Dogs Aid is a charity set up by three ladies in 1987 to help dogs that were unwanted and abandoned in Dublin, Ireland. Since then we have helped rehabilitate and rehome hundreds of dogs. Dogs Aid has a no destruction policy so we never put a recoverable dog down, and as a result the sanctuary is a permanent home for many forever dogs that are “too old or too bold” to be rehomed. From time to time we also take care of other animals including rabbits, bats, birds, foxes, feral cats, hedgehogs etc.

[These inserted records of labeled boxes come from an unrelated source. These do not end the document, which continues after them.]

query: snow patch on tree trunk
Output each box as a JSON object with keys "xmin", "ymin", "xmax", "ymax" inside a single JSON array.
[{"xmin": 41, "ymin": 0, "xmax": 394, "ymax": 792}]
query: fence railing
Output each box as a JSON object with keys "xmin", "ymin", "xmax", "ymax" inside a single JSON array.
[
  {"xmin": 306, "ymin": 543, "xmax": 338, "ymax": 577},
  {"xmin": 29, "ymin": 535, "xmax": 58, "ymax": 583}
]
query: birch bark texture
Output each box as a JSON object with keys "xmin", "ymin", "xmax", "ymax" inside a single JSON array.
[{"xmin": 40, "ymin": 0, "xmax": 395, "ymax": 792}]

Dogs Aid is entirely staffed by volunteers and entirely funded by public donations, and all of our money goes to help the animals. We are currently in the process of building a new sanctuary on our permanent site and look forward to moving the dogs to their new home later this year.

Dogs Aid, like many animal sanctuaries, is funded by public donations, and they are the kind of organisation that I would have donated to in the past, but yesterday, while looking through their website, I found the following paragraph describing the condition of one of their “forever dogs” (emphasis is my own):

When Daisy came into us it was clear that something wasn’t quite right. The vets diagnosed her with brain damage and blindness resulting from the brain damage. After regular meals and regular reiki healing she’s doing really well. Daisy doesn’t spin as much as she used to and is a happy, confident girl.

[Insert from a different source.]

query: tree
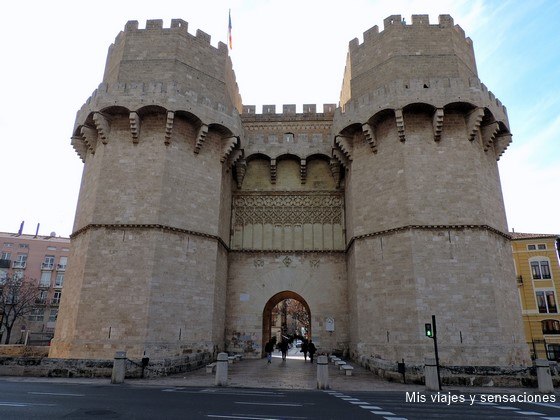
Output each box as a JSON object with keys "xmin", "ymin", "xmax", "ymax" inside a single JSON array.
[{"xmin": 0, "ymin": 275, "xmax": 39, "ymax": 344}]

At Dogs Aid, Daisy benefits from regular reiki healing.

Reiki healing focuses on the manipulation of chi, in conjunction with meridian lines and chakras. The practitioner can use many techniques (but often a “laying on hands” approach) to manipulate the chi and flow chi energy into the patient in order to heal them of many ailments. Despite repeated attempts to demonstrate the effectiveness of reiki, it is widely discredited as having no stronger effect than a similarly administered placebo. In 2008, a review of clinical trials involving reiki concluded that there was no evidence to support its efficacy for any condition, and serious methodological concerns were noted with regard to the trials (many of which were so poorly constructed that they had to be excluded from the review).

One, off-hand mention of the use of reiki might not be enough to discourage one from donating to, or otherwise helping, Dogs Aid, but a look at their “Useful Links” page was enough to discourage me. Pride of place, above even links to Veterinary services, is a link to a Pet Healer, who practises “Small animal healing, specialising in Reiki and Seichem which is great for relieving stress, boosting energy, vitality and immune system responses.”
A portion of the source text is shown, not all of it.